The accelerator principle model
Tobin's q-theory of investment
The Real Balance Effect paradigm
The marginal efficiency of capital multiplier
Explanation
Tobin's q-theory of investment states that if 'q' (market value of installed capital divided by its replacement cost) is greater than 1, firms have a powerful incentive to invest in new capital equipment.
Q86
According to the classical Quantity Theory of Money (Fisher's Equation $MV = PT$), what happens to the general price level ($P$) if the money supply ($M$) doubles, assuming velocity ($V$) and transactions ($T$) are constant?
The price level remains completely flat
The price level doubles exactly
The price level falls by 50% linearly
The price level multiplies by four times
Explanation
In the classical framework, V and T are assumed to be fixed by real supply-side factors in the long run. Therefore, changes in the money supply (M) lead to a direct, exactly proportional change in the price level (P).
Q87
In the IS-LM macroeconomic model, what is the short-run effect of an expansionary fiscal policy (such as a massive increase in government spending) on interest rates and national income?
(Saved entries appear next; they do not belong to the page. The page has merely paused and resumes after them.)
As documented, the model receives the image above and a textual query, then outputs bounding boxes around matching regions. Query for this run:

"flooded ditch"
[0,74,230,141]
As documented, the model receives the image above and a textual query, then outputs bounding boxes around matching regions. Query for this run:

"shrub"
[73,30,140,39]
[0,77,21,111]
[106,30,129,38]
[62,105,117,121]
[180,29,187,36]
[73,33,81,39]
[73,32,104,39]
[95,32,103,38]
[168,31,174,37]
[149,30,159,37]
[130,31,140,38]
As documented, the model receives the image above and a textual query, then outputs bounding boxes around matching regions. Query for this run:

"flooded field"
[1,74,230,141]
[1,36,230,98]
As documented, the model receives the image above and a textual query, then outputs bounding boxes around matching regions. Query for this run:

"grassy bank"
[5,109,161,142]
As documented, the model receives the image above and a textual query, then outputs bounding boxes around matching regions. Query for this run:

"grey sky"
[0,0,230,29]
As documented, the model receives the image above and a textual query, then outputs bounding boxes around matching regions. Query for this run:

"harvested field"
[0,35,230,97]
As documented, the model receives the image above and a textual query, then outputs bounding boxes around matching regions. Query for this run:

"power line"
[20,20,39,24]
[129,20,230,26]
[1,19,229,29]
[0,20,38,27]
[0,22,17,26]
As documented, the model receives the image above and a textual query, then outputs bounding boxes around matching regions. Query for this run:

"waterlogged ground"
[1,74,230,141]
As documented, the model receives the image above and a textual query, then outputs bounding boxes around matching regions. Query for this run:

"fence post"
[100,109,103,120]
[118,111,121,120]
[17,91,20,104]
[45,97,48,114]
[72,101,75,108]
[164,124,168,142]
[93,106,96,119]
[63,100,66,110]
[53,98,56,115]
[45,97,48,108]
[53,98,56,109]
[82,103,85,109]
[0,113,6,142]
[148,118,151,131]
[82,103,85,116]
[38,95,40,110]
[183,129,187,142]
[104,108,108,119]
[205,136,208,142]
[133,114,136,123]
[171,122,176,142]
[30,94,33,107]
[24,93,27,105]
Interest rates fall while income increases
Both interest rates and national income increase
Interest rates increase while income falls
Both interest rates and national income decrease
Explanation
An expansionary fiscal policy shifts the IS curve to the right. Along an upward-sloping LM curve, this shift results in an increase in both the equilibrium level of interest rates and real national income.
Q88
Which type of financial policy lag represents the time window required for lawmakers to formulate and legally pass a tax amendment after detecting an economic shock?
Outside lag
Implementation / Legislative lag
Recognition lag
Operational response lag
Explanation
The inside lag is divided into recognition lag and implementation (or legislative) lag. The time taken to pass legislation after realizing an economic issue is the implementation lag.
Q89
Which specific economic planning body drafted India's historic Five-Year Plans before being replaced by the NITI Aayog?
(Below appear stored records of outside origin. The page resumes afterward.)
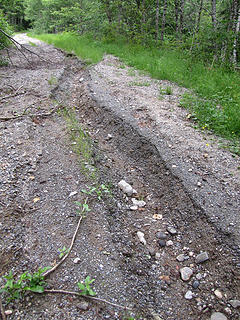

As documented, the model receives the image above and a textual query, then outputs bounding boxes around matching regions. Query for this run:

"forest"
[0,0,239,66]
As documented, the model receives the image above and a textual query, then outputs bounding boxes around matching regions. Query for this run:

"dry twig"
[0,85,23,102]
[44,289,132,311]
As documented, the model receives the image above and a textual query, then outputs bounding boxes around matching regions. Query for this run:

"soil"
[0,34,239,320]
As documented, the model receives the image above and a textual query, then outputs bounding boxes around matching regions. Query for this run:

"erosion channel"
[0,34,239,320]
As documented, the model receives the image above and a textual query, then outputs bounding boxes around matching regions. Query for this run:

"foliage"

National Development Council
Planning Commission
Finance Commission
Central Statistical Organisation
Explanation
The Planning Commission of India, established in March 1950, was the central institution responsible for drafting Five-Year Plans. It was dissolved and replaced by NITI Aayog on January 1, 2015.
Q90
The famous 'Mahalanobis Model' formed the core theoretical architecture of which specific Five-Year Plan in India?
First Five-Year Plan
Second Five-Year Plan
Third Five-Year Plan
Fifth Five-Year Plan
Explanation
The Second Five-Year Plan (1956–1961) was based on the Mahalanobis model, which emphasized rapid industrialization with a heavy focus on basic and heavy capital-goods industries.